High gross margins feed into costs going into future sales and future development. Zero profit because you are reinvesting. Very tax efficient too!

Also see if there are research tax breaks in your country.

It means being lean and scrappy the whole time (no fluff or big rewrite it in Rust type activity). OTOH the successful companies were not cheap with salaries but not extravagant either. But they aim to get the top 10% cream working for them.

Hate to say it but you need to be strategic and good. Maybe see if you can pay for advice too from someone who has done it in your space.

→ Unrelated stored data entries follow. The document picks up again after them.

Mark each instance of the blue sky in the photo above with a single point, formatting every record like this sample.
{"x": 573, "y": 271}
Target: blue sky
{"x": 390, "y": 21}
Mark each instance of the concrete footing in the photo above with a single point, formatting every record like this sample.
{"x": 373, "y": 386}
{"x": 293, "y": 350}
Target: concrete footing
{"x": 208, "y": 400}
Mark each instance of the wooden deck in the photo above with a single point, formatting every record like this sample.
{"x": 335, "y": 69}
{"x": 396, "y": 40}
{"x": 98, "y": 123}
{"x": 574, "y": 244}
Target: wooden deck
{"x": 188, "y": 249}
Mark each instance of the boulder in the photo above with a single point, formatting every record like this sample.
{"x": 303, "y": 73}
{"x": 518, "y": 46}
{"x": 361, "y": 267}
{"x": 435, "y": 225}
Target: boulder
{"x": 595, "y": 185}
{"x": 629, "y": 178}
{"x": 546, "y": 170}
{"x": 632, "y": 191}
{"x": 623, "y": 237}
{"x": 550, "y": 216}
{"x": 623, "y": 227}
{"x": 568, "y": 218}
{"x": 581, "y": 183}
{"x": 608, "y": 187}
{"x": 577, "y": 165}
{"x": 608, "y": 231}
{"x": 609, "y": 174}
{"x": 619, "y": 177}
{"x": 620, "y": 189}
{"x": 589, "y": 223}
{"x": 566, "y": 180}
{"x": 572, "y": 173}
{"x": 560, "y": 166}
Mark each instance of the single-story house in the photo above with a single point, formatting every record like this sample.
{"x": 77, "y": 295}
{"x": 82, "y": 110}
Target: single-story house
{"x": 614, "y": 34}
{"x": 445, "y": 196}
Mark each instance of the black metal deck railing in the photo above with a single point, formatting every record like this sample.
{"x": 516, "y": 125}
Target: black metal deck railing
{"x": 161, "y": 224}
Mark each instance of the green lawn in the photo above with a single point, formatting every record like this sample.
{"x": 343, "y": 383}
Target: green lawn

I haven’t given you an answer! But the main thing I see is a sales system that gets tuned. Sales is done like cattle not pets. And you arrange that or hire someone who can (and as always scrutinise them, learn their job so you can question them).

Good luck!



Thanks for your response. So far, we've been trying to reinvest our revenue into dev, Ips, etc... Here in Denmark, the tax system isn't very startup-friendly. So we're currently working on relocating to the US.

I’ll be researching the term "cattle versus pets" in sales, which is interesting and I'd never heard it before.

Regarding the sales team, I heard from Jason, the founder of Saastr, that offering a base salary with a commission structure up to a certain cap could be a good approach. This way, there's a strong incentive for the salespeople, while also ensuring they generate at least as much revenue for the company as they take home. I’m still unsure about the next steps because we're running on the blade with unexpected expenses like a massive one-night 10B request DDoS attack and a dispute over our logo with Apple.

Thanks


For cattle vs pets, it originally referred to devops: https://www.engineyard.com/blog/pets-vs-cattle/

However I have extended it here to any situation where you have systems in place that you can tweak over say hiring 3 staff and treating them very individually and not having much of an overarching plan.

I worked places where you had one star sales person with 20 years of experience in the industry and that person could sell like mad but if they left you lose all that there is no system around it. But in the short term paying that person overtime and getting out their way makes for a good quarter. But long term the org doesn’t learn anything.

Not in sales myself but just what I have observed from the engineering silo!